Do Democrats have the support for gun control?
Does anyone really need semi-automatic weapons?
Rigorous adherents to their treasured Second Amendment rights often point out that it is the government, under the Constitution, that they are to be prepared to fight. Fancying themselves as a sort-of minute-man militia, the last bastion against tyranny and oppression, these would-be soldiers of fortune might enjoy a spot of weekend warrior from time to time, but they are kidding themselves.
As President Biden recently observed on that topic, anyone thinking to challenge the full force and power of the U.S. government and its military should think again, and again.
And again.
The U.S. government has nuclear weapons, among other things.

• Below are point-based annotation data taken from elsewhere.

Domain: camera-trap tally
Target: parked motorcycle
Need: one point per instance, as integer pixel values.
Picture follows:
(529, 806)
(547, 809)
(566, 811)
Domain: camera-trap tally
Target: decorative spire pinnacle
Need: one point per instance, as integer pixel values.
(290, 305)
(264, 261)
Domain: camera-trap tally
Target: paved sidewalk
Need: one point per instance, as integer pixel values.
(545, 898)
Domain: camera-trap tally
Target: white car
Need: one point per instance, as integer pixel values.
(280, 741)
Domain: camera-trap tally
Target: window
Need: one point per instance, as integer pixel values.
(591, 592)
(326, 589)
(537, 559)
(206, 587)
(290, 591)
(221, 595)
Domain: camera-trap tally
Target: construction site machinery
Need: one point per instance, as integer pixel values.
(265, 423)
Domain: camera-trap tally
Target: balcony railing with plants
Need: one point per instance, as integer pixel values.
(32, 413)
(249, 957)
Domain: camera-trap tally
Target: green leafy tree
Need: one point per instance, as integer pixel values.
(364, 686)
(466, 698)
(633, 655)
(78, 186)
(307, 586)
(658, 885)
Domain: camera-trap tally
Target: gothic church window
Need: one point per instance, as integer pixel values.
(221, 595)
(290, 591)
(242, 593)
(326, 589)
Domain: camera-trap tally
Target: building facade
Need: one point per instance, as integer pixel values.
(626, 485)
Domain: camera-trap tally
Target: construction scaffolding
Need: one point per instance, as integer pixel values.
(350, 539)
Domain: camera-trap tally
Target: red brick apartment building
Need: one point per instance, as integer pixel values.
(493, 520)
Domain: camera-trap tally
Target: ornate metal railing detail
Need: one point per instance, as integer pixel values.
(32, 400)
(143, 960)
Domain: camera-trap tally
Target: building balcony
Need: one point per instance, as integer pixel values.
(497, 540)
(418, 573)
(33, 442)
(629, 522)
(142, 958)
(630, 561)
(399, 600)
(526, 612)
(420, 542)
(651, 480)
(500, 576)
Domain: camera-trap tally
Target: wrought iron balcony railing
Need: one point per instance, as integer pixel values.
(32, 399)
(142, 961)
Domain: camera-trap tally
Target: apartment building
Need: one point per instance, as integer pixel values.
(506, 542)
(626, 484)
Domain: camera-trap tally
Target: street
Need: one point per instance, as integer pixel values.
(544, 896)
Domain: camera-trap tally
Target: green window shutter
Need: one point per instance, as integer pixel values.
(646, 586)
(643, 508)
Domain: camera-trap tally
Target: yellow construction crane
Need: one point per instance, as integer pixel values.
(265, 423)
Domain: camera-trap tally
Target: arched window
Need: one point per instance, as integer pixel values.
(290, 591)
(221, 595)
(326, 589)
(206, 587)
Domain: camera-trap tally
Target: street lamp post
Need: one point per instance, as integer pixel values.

The U.S. government, military and intelligence complex is scary. So scary in fact, a Maryland nuclear submarine engineer offered to sell a Brazilian intelligence agency top-secret U.S. military secrets and Brazilian intelligence, very intelligently, said…“No.”
Brazilian authorities then turned the enterprising amateur spy into the FBI.
Brazil is an ally of the U.S. government; to be otherwise would be foolish in the extreme.
The militarization of U.S. police departments across the country, a slow march which occurred in the wake of the Gulf wars, long ago made the idea of a bunch of rubes remaking “Red Dawn” patently absurd.
That’s the movies.
You’re gonna need, as a wise man once observed in another movie, a much bigger boat.
The 2nd amendment isn’t going to save gun owners from the tyranny of the U.S. government, should that much power fall into the wrong hands.
What is indisputably falling into the wrong hands, and all too often, are guns, guns, and more guns.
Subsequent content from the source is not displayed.